24 Televiyonu’nda Merve Genç’in hazırladığı Sanat Takibi programına konuk olan Elif Şafak, bir yazar olarak roman yazımından sonraki süreçte yaşadıklarını şu ifadelerle aktardı. "Çok garip bir duygu. Aslında ben çok uzun zamandır o kadar yakın yaşadığım bir dostuma veda ediyor gibiyim. Çok eski bir dostum artık benim İskender. O hayal dünyasında yaşıyorsunuz ve benim oradan çıkmam gerekiyor artık. Ben gerçekten birçok yazarın iki roman arasında depresyona girdiğini düşünüyorum. Bir boşluğa düşüyoruz. Tutunacak bir şey yok o anda. O yüzden şu anda garip bir boşluk duygusu var. Kitap bittikten sonra onu ben okura teslim ediyorum. O yolculuğa artık okurla birlikte devam edecek. Ben bir süre sonra çekileceğim…"
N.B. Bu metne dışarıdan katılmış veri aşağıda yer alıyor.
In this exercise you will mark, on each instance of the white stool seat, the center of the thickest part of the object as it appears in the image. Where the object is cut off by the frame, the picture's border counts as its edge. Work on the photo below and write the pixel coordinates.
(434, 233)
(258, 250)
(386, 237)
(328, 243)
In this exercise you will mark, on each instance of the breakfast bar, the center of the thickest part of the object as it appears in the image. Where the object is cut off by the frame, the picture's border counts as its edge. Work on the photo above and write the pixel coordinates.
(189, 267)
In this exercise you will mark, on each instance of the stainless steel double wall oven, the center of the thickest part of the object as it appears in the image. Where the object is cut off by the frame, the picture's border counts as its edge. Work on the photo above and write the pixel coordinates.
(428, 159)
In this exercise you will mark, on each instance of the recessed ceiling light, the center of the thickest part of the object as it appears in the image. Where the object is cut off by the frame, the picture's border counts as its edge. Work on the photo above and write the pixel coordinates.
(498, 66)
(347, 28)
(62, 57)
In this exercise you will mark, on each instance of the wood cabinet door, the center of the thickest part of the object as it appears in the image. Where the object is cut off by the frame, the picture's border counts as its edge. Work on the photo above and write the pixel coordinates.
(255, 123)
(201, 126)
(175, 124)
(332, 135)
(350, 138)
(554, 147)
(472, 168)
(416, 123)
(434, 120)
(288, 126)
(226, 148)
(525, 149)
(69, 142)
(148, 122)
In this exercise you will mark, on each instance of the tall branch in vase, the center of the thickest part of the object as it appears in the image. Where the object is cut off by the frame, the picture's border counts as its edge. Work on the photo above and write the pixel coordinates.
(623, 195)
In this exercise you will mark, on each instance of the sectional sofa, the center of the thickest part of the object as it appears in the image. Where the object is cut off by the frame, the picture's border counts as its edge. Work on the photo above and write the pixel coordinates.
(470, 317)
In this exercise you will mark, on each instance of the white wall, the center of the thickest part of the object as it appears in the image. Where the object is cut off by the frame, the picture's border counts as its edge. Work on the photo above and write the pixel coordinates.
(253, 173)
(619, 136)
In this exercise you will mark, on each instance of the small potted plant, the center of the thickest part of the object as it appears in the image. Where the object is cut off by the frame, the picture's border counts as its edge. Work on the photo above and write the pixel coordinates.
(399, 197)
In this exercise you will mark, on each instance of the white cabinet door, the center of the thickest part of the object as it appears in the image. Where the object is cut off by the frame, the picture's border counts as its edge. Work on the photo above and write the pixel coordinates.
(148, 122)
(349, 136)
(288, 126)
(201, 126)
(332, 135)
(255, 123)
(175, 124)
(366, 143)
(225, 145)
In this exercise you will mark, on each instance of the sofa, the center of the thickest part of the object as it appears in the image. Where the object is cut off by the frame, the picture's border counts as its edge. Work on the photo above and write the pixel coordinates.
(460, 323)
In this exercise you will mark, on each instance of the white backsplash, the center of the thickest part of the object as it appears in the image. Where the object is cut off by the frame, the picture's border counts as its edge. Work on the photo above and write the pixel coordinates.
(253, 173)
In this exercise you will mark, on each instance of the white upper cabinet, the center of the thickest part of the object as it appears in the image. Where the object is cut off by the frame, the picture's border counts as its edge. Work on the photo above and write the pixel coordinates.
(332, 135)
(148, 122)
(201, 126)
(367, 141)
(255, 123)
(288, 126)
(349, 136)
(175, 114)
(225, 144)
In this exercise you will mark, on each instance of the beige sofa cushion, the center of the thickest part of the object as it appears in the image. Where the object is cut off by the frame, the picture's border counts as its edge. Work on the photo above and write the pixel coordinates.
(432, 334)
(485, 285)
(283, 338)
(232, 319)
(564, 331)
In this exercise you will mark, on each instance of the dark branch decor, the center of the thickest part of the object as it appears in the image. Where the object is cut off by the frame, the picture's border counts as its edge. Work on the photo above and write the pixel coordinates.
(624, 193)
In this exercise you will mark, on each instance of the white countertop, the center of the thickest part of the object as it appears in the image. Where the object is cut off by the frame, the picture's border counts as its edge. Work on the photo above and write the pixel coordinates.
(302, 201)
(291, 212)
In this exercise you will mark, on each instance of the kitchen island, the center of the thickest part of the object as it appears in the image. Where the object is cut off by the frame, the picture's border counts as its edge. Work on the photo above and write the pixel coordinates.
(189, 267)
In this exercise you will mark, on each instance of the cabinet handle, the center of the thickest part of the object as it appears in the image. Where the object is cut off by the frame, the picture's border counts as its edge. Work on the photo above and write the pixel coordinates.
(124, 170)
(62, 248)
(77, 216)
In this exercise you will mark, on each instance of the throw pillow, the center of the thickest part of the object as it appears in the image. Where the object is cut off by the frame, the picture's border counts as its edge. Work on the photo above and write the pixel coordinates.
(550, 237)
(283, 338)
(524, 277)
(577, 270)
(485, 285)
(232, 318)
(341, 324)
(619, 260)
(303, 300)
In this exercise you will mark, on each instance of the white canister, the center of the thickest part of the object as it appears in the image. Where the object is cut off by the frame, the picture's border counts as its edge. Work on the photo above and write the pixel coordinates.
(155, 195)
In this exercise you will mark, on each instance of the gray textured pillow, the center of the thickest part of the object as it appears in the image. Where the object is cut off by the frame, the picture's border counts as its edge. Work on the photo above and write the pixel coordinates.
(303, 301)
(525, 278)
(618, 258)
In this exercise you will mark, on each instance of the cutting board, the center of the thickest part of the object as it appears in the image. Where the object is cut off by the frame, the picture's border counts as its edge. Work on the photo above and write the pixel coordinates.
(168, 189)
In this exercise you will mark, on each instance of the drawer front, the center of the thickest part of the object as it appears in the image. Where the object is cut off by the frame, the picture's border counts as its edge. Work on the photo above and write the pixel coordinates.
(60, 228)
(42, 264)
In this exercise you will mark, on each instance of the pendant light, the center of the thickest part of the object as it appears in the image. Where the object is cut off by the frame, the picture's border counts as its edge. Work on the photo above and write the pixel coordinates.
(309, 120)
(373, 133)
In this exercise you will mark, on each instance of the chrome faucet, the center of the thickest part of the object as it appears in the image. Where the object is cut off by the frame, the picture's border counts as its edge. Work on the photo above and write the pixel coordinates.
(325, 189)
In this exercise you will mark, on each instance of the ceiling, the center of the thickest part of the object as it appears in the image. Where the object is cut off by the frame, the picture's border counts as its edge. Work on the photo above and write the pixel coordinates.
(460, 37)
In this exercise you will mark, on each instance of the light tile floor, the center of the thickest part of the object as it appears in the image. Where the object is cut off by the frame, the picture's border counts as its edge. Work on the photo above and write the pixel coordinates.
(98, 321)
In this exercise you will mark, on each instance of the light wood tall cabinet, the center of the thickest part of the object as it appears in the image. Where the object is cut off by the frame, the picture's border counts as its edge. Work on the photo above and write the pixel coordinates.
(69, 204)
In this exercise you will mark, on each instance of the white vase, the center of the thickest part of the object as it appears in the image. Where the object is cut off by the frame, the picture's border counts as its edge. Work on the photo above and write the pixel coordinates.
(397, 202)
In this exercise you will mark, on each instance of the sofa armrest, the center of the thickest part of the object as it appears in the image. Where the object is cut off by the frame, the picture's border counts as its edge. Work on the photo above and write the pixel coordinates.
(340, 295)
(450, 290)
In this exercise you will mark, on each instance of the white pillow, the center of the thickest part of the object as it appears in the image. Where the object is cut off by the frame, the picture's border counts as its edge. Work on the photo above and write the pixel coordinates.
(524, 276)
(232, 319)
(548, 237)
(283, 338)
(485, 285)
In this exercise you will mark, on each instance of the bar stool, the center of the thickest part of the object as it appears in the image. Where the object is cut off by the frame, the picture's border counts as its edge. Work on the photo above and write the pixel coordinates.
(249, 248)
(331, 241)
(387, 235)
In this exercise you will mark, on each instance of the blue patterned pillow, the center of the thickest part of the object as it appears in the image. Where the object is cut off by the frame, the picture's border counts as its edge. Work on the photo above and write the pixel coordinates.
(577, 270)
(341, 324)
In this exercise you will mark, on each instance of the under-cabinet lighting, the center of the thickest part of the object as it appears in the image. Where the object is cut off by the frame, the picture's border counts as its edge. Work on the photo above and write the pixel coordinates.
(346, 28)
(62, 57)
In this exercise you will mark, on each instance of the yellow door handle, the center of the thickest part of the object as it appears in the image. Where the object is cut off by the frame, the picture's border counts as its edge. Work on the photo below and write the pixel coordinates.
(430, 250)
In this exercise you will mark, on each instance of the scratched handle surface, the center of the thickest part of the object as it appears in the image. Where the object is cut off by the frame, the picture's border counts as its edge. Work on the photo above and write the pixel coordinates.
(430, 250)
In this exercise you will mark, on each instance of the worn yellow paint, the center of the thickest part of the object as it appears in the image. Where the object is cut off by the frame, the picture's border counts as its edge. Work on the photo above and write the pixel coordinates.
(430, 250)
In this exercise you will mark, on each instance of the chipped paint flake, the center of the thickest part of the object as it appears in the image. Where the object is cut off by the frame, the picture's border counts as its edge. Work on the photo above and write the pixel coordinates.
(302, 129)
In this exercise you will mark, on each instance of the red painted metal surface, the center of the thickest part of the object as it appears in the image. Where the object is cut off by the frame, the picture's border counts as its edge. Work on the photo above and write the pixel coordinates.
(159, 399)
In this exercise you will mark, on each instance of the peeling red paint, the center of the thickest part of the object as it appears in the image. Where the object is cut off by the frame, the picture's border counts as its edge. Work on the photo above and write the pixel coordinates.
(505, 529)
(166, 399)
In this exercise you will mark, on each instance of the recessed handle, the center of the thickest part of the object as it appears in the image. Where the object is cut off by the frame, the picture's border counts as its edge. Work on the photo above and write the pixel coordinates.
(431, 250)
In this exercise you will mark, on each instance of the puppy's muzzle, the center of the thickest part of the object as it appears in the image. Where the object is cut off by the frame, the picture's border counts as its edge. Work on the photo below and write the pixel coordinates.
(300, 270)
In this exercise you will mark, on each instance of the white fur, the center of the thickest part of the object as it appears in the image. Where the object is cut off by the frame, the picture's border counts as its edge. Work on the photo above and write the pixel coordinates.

Elif Şafak’ın yeni romanı ‘İskender’, hayali bir Kürt köyünden İstanbul’a, ardından Londra ve Abu Dabi’ye göç eden bir ailedeki anne – oğul ilişkisine odaklanıyor. 1970’lerde geçen roman, aynı zamanda kadın olmanın, genç yaşta olgunlaşmak zorunda kalmanın, göçmen olmanın zorluklarını ve beraberinde getirdiği sorunların da altını çiziyor. [star]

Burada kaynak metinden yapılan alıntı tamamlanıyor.